A contract framework, delivering around 20 per cent extra pay for many consultants, was agreed between the DoH and the BMA in June. The BMA has spent the summer trying to persuade consultants that they should vote to accept the proposals, principally through a national series of roadshows.

But these have revealed high levels of disenchantment with key aspects of the deal, including evening and weekend work being paid as part of the standard week.

An indicative ballot will be held from next Friday (27 September), in which both consultants and specialist registrars will be able to vote.

The BMA's central consultants and specialists committee will decide what to do with the result towards the end of October.

The vote will be broken down into the four constituent countries of the UK and it is thought likely that Scotland will vote to accept the contract.

The BMA's Scottish consultants' committee and the Scottish Executive's health department issued a document last week aimed at calming fears of Scottish consultants over the deal.

Negotiations to produce something similar for England are still ongoing.However, HSJ sources in both the government and medical circles are currently expecting England to vote against.

There is widespread understanding that if this happens, the government could decide to impose the contract in its current form.

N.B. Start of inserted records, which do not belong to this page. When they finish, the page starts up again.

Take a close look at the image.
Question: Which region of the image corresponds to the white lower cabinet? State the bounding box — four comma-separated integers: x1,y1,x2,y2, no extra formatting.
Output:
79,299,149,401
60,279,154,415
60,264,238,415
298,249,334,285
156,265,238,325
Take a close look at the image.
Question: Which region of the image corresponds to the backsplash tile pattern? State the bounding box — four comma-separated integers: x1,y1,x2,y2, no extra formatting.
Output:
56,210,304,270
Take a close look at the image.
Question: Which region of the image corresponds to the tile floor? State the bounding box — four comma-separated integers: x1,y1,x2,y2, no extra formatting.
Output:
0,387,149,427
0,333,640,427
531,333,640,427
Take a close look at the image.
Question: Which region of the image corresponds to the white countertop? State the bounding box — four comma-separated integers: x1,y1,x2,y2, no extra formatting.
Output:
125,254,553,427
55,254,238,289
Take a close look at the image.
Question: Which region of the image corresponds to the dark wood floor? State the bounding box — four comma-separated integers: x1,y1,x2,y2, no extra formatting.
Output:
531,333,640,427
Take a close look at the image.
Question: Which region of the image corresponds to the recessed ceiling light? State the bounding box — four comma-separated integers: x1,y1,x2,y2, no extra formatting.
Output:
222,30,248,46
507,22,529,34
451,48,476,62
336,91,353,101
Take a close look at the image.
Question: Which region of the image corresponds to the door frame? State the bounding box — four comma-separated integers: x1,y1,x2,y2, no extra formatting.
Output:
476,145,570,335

Senior HSJ sources said possible options include withdrawing any concessions made to the BMA and then imposing the contract, allowing consultants who wanted it to adopt the contract or leaving managers to negotiate arrangements locally.

Consultants have expressed anger at the idea of the contract being imposed. But a member of the contract implementation team said that all these options are considered feasible.

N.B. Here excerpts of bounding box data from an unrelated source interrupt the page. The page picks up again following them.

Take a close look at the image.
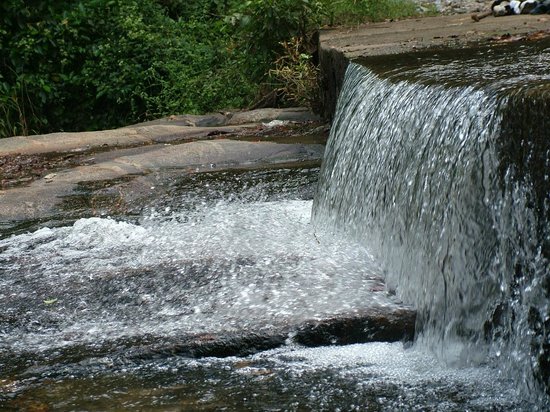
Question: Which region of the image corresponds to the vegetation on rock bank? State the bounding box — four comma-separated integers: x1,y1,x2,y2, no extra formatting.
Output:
0,0,430,137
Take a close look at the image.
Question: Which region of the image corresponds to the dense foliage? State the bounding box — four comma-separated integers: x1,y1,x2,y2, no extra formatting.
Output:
0,0,426,137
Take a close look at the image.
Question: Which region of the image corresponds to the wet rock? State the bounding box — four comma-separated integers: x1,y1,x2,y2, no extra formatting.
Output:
227,108,321,125
126,307,416,358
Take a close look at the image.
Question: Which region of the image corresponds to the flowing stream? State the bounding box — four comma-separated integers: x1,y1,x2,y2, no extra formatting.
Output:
313,42,550,405
0,41,550,411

CCSC member Dr Ed Borman, who has presented the BMA's case for the contract at 10 roadshows, said: 'As it stands at the moment, it is unlikely it would be passed by either [consultants or registrars].

'Could we renegotiate? I do not think that is a feasible option. The DoH could say 'that is as far was we want to go' and they could offer it to anyone who wants it.'

British Association of Medical Managers chief executive Dr Jenny Simpson said elements of the contract could still be implemented if the ballot rejected the current deal.

She said: 'I imagine there would be scope about how we could bring about the same effect. A lot of trusts already have a very strong appraisal and job review process.'

Royal Shrewsbury Hospitals trust medical director Dr Ashley Fraser, who sits on the contract implementation group, also told HSJ it was feasible the contract could be imposed or offered to individuals, as consultants could stay on their current contracts.

A DoH spokesperson said: 'We have negotiated and agreed the framework for the new consultant contract with the BMA. We remain committed to the contract, and await with interest the outcome of the BMA referendum.